How exclusion groups work

For experiments that are not mutually exclusive, Optimizely uses a seed, or unique value, for each experiment to bucket the user. The seed determines whether a user enters a particular experiment. Because the seeds are random, unique, and not mutually exclusive across experiments, some users enter multiple experiments. For example, imagine two experiments: A and B, each receives 20% traffic allocation (the percentage of total traffic that is eligible for the experiment). Here is the expected traffic allocation:

16% of traffic falls in experiment A only
16% of traffic falls in experiment B only
4% of traffic falls in both experiment A and experiment B
64% of traffic is not in any experiment

In the example above, results from experiment A and experiment B may be skewed. If users who see both A and B behave differently from users who see just A or just B, then the results for A and B are skewed by the overlap. This is called an interaction effect.

If experiments A and B are mutually exclusive, Optimizely chooses the same random seed (which is unique to the exclusion group) to bucket users in experiments A and distribute traffic to one or the other. This method ensures that experiments cannot overlap for the same users. If experiments A and B are mutually exclusive, the traffic allocation looks something like this:

20% of traffic falls in experiment A only
20% of traffic falls in experiment B only
60% of traffic is not in any experiment

Optimizely also ensures mutual exclusivity between experiments in an exclusion group that run at different times. How? By assigning bucket ranges to experiments using a stratified sample of available buckets, with strata that consist of all current and previously allocated bucket ranges.

Best practices

To guard against any possibility of interaction effects, you might consider making all your experiments mutually exclusive. But sometimes making all experiments in the project mutually exclusive requires more traffic than is available. As a best practice, we recommend that some experiments should overlap and some experiments should be mutually exclusive, depending on the traffic levels you need to reach significance and which parts of your codebase are being tested.
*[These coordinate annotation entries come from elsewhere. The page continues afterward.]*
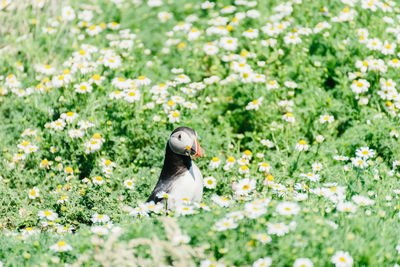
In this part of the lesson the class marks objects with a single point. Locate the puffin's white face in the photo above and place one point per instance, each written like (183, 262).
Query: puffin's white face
(183, 143)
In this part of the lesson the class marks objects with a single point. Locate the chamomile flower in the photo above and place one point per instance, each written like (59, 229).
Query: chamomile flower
(303, 262)
(48, 214)
(264, 238)
(129, 183)
(302, 145)
(100, 218)
(289, 117)
(98, 180)
(279, 229)
(287, 208)
(174, 116)
(342, 259)
(33, 193)
(359, 162)
(99, 230)
(214, 163)
(225, 224)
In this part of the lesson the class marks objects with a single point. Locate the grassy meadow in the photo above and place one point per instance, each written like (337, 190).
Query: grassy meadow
(294, 102)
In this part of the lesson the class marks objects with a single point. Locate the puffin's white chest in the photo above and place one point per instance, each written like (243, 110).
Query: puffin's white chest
(188, 186)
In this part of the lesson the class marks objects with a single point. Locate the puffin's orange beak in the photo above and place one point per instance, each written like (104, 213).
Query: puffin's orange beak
(198, 150)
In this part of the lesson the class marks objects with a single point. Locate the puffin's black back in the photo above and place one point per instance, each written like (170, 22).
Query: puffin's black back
(174, 166)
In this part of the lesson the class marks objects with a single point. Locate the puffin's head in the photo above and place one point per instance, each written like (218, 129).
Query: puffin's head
(183, 141)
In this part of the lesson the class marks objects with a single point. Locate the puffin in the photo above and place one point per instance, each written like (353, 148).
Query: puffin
(180, 178)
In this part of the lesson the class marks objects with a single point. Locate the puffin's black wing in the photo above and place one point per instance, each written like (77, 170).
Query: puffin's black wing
(162, 186)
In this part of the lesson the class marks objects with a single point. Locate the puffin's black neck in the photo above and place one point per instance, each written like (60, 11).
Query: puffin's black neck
(174, 164)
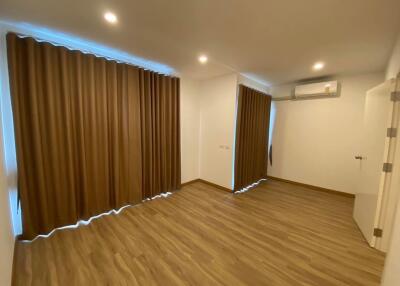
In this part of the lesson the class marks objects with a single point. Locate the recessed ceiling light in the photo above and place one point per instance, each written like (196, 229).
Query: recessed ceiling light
(203, 59)
(318, 66)
(110, 17)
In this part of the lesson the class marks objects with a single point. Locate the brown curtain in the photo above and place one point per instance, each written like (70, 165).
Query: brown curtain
(159, 97)
(252, 128)
(79, 135)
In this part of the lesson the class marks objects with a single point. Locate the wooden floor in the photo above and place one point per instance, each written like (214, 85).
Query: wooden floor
(275, 234)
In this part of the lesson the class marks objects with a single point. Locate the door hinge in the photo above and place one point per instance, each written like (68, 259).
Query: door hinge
(378, 232)
(395, 96)
(391, 132)
(387, 167)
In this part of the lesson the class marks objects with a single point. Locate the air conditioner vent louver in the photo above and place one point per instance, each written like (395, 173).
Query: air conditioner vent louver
(317, 90)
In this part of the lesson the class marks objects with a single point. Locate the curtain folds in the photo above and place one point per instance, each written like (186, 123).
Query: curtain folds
(252, 128)
(91, 134)
(159, 96)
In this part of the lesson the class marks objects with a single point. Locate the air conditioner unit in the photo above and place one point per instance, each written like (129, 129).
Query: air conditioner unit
(317, 90)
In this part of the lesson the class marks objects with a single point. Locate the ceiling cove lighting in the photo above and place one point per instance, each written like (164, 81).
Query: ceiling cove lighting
(318, 66)
(86, 46)
(203, 59)
(110, 17)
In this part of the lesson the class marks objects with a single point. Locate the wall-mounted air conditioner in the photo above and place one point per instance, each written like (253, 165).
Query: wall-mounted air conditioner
(316, 90)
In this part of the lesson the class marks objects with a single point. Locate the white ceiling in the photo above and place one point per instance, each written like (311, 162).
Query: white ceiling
(275, 41)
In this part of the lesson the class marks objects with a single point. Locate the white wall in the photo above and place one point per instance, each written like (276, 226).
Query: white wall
(217, 128)
(391, 272)
(190, 129)
(393, 67)
(208, 112)
(314, 141)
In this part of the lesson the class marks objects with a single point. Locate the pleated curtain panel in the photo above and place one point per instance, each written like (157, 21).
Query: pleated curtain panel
(252, 130)
(91, 134)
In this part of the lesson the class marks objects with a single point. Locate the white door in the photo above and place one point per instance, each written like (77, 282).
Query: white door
(378, 114)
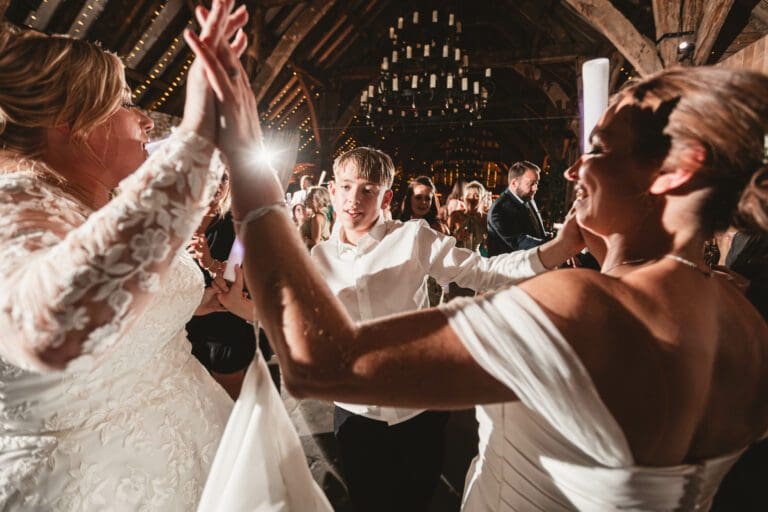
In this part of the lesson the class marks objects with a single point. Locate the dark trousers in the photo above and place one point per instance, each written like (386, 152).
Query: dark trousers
(391, 468)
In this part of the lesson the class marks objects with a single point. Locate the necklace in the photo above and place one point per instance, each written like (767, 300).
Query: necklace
(689, 263)
(675, 257)
(635, 261)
You are more likely to see interaction effects if:

You are running two experiments on the same area of an application.
You are running two experiments on the same flow where there is likely going to be strong overlap.
You are running an experiment that may have a significant impact on a conversion metric that is shared with other experiments.

If these points do not apply, then it is usually unnecessary to create mutually exclusive experiments. Both variations of the experiments are exposed to the other experiment proportionally.

However, there are a few scenarios when creating mutually exclusive experiments or running sequential experiments (waiting for one to end for the next to start) is recommended. Even if you ensure that experiments are mutually exclusive, it is still possible to see interaction effects from experiments running at different times. After you have experimented on some population of users, it is never possible to get a truly unbiased population for future experiments. If you are concerned about interaction effects between experiments running at different times, finish all experiments in an exclusion group before creating new experiments.

For example, suppose you created an exclusion group with four experiments (A, B, C, and D), running at 25% traffic allocation each. If you stop experiment D and start another experiment E, the experiment results of E could be biased because all users in E were previously given the treatment from D. Wait for experiments A, B, and C to finish before starting experiment E to make sure the traffic is evenly sampled across all previous experiments.

When making important decisions for your business, evaluate your risk tolerance for experiment overlap. Evaluate your prioritized roadmap to ensure that you are planning your variation designs, goals, and execution schedule to best meet your business needs.